Search code examples
pythonpysparkmypy

How to solve mypy error "value of type row | none is not indexable" for pyspark dataframe?


Mypy throws the error "Value of type 'Row | None' is not indexable" for the line starting with "x=":

from pyspark.sql import DataFrame
from pyspark.sql import functions as f

def somefunction(df: DataFrame, column_name: str) -> DataFrame:
    x = df.select(f.min(f.col(column_name))).first()[0] 
    return df.withColumn('newcolumn', f.col(column_name) + x)

How can I add a type check that passes mypy?


Solution

  • df.select(...) returns a value of type Row | None, which means the actual return value might be a Row, or it might be None.
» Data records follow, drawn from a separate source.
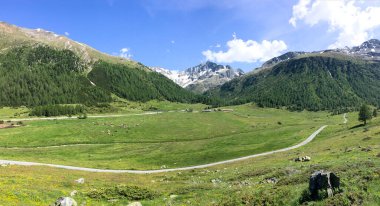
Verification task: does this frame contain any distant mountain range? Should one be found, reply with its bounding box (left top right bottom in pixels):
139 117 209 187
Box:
206 39 380 111
151 61 244 93
0 22 203 106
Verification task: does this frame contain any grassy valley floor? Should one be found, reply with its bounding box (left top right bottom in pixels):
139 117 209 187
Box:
0 105 380 205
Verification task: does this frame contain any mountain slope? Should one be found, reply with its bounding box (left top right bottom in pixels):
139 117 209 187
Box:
0 23 200 106
151 61 244 93
207 40 380 110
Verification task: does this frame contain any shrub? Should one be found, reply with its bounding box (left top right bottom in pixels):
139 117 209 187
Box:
87 185 159 200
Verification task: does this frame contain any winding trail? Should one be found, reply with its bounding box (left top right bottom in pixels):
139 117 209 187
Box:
4 112 162 122
0 125 327 174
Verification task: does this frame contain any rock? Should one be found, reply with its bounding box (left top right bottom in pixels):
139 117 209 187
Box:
303 156 311 162
127 202 142 206
70 190 78 197
169 195 178 199
294 156 311 162
75 177 84 184
362 147 372 152
211 178 222 184
54 197 78 206
262 177 278 184
309 170 340 199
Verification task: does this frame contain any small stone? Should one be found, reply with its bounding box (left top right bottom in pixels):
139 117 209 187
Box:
127 202 142 206
362 147 372 152
54 197 78 206
262 177 278 184
75 177 84 184
70 190 78 197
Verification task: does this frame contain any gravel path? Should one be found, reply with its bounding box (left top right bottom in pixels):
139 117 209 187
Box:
4 112 162 122
0 125 327 174
343 113 348 124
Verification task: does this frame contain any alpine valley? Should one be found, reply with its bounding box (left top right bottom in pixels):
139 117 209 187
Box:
0 18 380 206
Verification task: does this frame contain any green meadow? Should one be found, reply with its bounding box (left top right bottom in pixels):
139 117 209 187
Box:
0 105 342 170
0 105 380 206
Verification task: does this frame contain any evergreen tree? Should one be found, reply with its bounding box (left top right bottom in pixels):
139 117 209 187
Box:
359 104 372 125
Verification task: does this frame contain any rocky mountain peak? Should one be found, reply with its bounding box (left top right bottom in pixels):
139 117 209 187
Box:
151 61 244 93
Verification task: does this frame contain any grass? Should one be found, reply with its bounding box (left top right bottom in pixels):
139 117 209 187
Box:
0 107 380 206
0 105 336 169
0 107 29 120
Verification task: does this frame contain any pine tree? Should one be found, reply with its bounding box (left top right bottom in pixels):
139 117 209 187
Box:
359 104 372 125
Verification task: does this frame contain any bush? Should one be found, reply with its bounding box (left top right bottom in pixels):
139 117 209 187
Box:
78 113 87 119
87 185 159 200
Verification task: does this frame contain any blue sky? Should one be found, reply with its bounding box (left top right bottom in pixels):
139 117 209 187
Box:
0 0 380 71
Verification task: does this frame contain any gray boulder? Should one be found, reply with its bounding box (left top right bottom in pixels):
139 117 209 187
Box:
309 170 340 199
54 197 78 206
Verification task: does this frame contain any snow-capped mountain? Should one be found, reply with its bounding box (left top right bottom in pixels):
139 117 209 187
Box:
151 61 244 93
261 39 380 68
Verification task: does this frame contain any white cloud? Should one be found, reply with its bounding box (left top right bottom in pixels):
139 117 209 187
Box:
119 48 132 59
202 34 287 63
289 0 380 48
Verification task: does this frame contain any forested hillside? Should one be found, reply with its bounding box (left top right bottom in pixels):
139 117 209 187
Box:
0 44 203 107
206 56 380 111
88 61 197 102
0 45 111 106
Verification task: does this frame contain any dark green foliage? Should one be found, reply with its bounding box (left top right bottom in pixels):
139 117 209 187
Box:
205 56 380 113
88 61 202 102
29 105 85 117
0 45 207 107
0 45 111 106
78 113 87 119
358 104 373 124
87 185 159 200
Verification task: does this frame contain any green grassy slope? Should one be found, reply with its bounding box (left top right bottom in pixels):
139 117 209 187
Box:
0 105 334 169
0 108 380 206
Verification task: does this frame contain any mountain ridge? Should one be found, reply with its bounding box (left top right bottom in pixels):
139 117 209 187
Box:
150 61 244 93
205 40 380 112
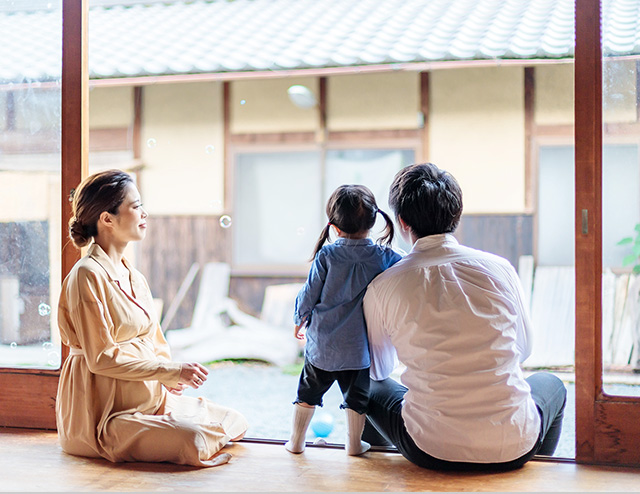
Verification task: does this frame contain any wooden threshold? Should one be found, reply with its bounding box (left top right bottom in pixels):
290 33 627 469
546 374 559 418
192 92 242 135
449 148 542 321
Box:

You can't index None, so you can't index a value of type Row | None until you establish that it definitely isn't None. (Essentially, the interface of a union type is the intersection of the individual types: you can only do with A | B what you can do to A and B.)

    One way to do that is to use type narrowing: by checking if the return value is None, you can branch into code where the static type is NoneType, or into code where the static type is Row.

    # reveal_type(result) == Row | None
    result = df.select(f.min(f.col(column_name))).first()
    
    if result is None:
        # reveal_type(result) == None
        do what needs to be done if no row is returned
    else:
        # reveal_type(result) == Row
        x = result[0]
        return df.withColumn('new column', f.col(column_name) + x)
    

    You might know that the particular argument to df.select cannot fail, but mypy does not.


    Another option, if you are absolutely sure you will get a Row back, is to use cast to let mypy in on the secret.

    x = typing.cast(Row, df.select(...))[0]
    return df.withColumn(...)
    

    This is risky, though. mypy will believe the cast, and if df.select(...) does return None, you'll get a runtime error even though mypy says it's OK.